When I look at a stock, I want to buy it at a time when the shares are inexpensive. I know. That statement sounds about as insightful as “water’s wet”, but it is worth reminding readers that we want to buy assets when they’re on sale. I judge whether or not they’re on sale in a few ways, ranging from simple to the more complex. On the simple side, I look at the ratio of price to some measure of economic value like earnings, free cash flow, etc. In particular, I want to ensure that the stock is trading near the low end of the company’s range. On that basis, the shares seem to be trading near the low end of their price to book value range (note that I’m not looking at earnings, as I think book value is a more relevant value measure for this business).

ChartData by YCharts

In my view, history may not repeat, but it certainly rhymes. With that in mind, I’d point out that the last time the shares traded at current valuations, they went on to do very well. Thus, now is a relatively low risk time to buy, in my estimation.

Options to the Rescue

Just because I consider this to be a great time to buy doesn’t make it so. I can certainly understand why people who are relatively shell shocked may not be interested in buying aggressively until shares fall further in price. For those people, I recommend an alternative to the tedium of waiting for the shares to drop. In particular, I recommend selling put options to generate premia today while agreeing to buy this company at a much more attractive price. These offer investors a “win-win” trade in my view because if the shares remain above the strike price, the investor simply pockets the premium. If the shares fall, the investor will be obliged to buy, but will do so at a price that they already determined is a great entry point.

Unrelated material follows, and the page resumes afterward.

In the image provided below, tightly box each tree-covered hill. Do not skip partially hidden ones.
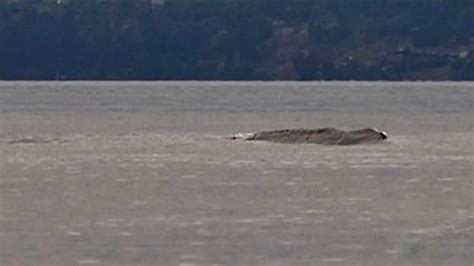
[0,0,474,80]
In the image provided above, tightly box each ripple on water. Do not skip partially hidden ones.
[78,259,100,265]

At the moment, my preferred options are the September puts with a strike of $35. These are currently bid-asked at $2.20-$3.20. If the investor simply takes the bid with these, and is subsequently exercised, they’ll be obliged to buy Essential Utilities Inc. at a net price ~20% below the current level. Ceteris paribus, that price represents a dividend yield just under 3% and a PE multiple of about 22.4 times. Obviously if the shares rise from current levels and remain elevated, the investor simply pockets the premia. In my view, either outcome is quite acceptable.

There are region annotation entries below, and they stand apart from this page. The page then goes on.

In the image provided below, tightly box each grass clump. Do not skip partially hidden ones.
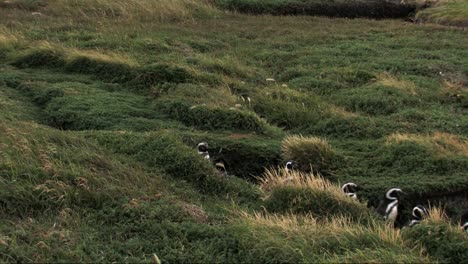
[65,52,135,83]
[281,135,337,174]
[89,132,259,204]
[260,170,372,221]
[229,210,428,263]
[12,43,66,68]
[403,208,468,263]
[182,133,281,180]
[0,0,220,23]
[215,0,416,18]
[158,100,268,134]
[416,0,468,27]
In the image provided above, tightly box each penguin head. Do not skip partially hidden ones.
[197,142,208,153]
[385,188,403,200]
[286,160,296,171]
[341,182,358,194]
[215,160,227,175]
[413,205,429,220]
[460,211,468,232]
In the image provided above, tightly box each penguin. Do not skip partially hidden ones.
[408,205,429,227]
[197,142,210,160]
[285,160,296,172]
[341,182,358,200]
[215,160,227,176]
[377,188,402,224]
[460,211,468,233]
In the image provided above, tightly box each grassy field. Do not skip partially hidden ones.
[0,0,468,263]
[416,0,468,27]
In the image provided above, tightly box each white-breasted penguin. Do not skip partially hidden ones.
[197,142,210,160]
[341,182,358,200]
[408,205,429,227]
[377,188,402,223]
[215,160,227,176]
[460,211,468,232]
[285,160,296,172]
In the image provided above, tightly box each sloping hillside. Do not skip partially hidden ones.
[0,0,468,263]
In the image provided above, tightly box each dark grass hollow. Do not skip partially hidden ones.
[265,186,371,224]
[216,0,417,19]
[403,222,468,263]
[12,48,66,68]
[159,100,267,133]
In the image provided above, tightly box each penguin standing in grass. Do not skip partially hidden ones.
[285,160,296,172]
[460,211,468,232]
[341,182,358,200]
[215,160,227,176]
[377,188,402,224]
[408,205,429,227]
[197,142,210,160]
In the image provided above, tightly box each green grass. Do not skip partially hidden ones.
[0,0,468,263]
[416,0,468,27]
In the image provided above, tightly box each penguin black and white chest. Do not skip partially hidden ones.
[408,205,429,227]
[197,142,210,160]
[341,182,358,200]
[377,188,402,223]
[460,211,468,232]
[284,160,296,172]
[215,160,227,176]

I think Essential Utilities is a good buy at current prices. The yield is well covered, and the growth through acquisition strategy seems to be going well. Additionally, this strategy should continue to serve the company well for years, given the fragmented nature of the industry it serves. Also, the shares are very reasonably priced in my view, and the last time they traded at these levels, they went on to do well.

Finally, the feeling I have when waiting for share prices to drop to reasonable levels is uniquely off-putting. The only time I’ve experienced anything similar is when I saw Beckett’s “Waiting for Godot” at the Abbey Theatre in Dublin. The interminable waiting, the hope that someday the price may come down to the “right” price is almost enough to put me off investing. It makes me wonder how many fortunes have been squandered because, after years of watching overpriced shares rise ever higher, people lost patience and decided to buy, and then watched shares drop in price. I think selling put options is a great way to overcome this problem. Investors either pocket premia and/or buy shares at prices that they consider to be great, long-term entry points. For my part, I’m comfortable both buying shares at the moment and selling the puts described above. I think this company represents excellent, long-term value, and I think investors who buy at these prices will be glad they did.

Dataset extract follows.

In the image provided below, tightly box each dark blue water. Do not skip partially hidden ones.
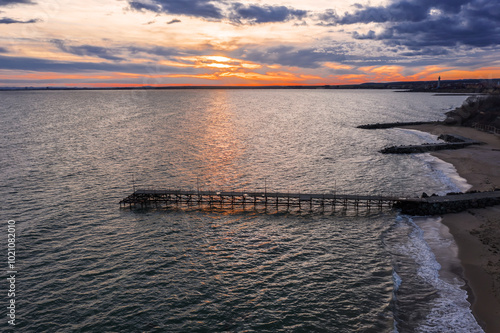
[0,90,480,332]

Disclosure: I/we have no positions in any stocks mentioned, but may initiate a long position in WTRG over the next 72 hours. I wrote this article myself, and it expresses my own opinions. I am not receiving compensation for it (other than from Seeking Alpha). I have no business relationship with any company whose stock is mentioned in this article.

Additional disclosure: In addition to buying shares, I’ll be selling the puts described in this article.